Webb — despite saying last month that Gould should go to prison — granted her request.
Gould, who lives in Clearwater with her husband and four children, was to be released Monday from the Pasco County jail, where she has spent the last few months. Webb had said in a hearing last month that putting her back on probation would be a "waste of time," and that she "likes drugs and she's not going to stop using them."
Although Gould took a number of narcotics, her attorney, Marc Joseph, countered they were all prescribed to treat her myriad conditions, including fibromyalgia, rheumatoid arthritis, Lyme disease and two dozen others. He also argued it was possible voters could approve Amendment 2, which would legalize medical marijuana in Florida. Joseph pushed for probation, but Webb seemed determined to send Gould to prison.
The judge softened after hearing the pleas from Gould and her husband at her sentencing hearing Monday. He ordered that she serve community control, a more restrictive type of probation that functions like house arrest. That will be followed, he said, by another year of regular probation. Both terms can be shortened to six months each for good behavior.

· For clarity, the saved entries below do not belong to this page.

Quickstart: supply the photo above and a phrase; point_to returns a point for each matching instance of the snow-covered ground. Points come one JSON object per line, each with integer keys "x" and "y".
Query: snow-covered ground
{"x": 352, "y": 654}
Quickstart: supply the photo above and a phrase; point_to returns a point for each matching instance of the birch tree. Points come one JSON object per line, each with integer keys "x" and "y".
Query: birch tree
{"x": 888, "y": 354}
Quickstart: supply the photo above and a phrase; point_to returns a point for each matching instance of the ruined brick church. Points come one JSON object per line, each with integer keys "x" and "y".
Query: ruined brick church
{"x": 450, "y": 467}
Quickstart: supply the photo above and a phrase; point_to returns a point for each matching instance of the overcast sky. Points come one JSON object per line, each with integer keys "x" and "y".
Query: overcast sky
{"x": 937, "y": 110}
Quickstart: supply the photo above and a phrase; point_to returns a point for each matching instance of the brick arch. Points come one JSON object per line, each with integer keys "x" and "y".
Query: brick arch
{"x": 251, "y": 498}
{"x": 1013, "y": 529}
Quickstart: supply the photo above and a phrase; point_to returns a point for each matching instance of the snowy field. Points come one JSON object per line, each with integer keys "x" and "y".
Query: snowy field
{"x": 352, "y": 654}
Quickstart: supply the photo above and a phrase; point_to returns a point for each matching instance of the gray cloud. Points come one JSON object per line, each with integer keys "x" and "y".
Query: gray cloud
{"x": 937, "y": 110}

Webb expressed concern that Gould, 36, would return to narcotics, which she stopped taking while in jail. He urged her, as part of her probation terms, to stay away from them.
"If she wants to commit to staying clean and sober, absent a significant and objective decline in her medical condition, I'm willing to put her back on supervision," he said. He wished Gould luck and urged her to pursue further education, telling her, "My hope is that you will, beyond simply living your life, do something positive with this."
Joseph said the sentence will give Gould "the chance to get things right."
Gould's husband, Christopher, has a recovery plan for his wife. It involves nutritional supplements, organic food, therapy and getting out of the "hamster wheel" of traditional medicine. Narcotic medications made his wife vomit and lose her hair — good riddance, he said.
Gould's pain has long shadowed her, leading to agony so great she has often considered suicide, her husband said. Unable to get up the stairs, the living room once became her bedroom. At one point, hospice came. Her family thought she would die.
She has been prescribed medications, including oxycodone, a ketamine compound lotion, as well as fentanyl, a powerful pain killer often used for cancer patients. Marijuana was an occasional refuge from the pain, something Gould felt was the only thing that made her a functioning mother. She stopped using it after she was sentenced to probation last year for a 2008 DUI in Pasco County. This summer, though, she couldn't take it anymore. "She went into survival mode," her husband said, and used it again.
"She felt worthless for her children. She felt worthless as a wife. When she did smoke, things changed," Christopher Gould said Monday before the hearing. "I know she broke the law. She knows she broke the law. But does the punishment fit the crime?"
After the hearing, he said he was ecstatic.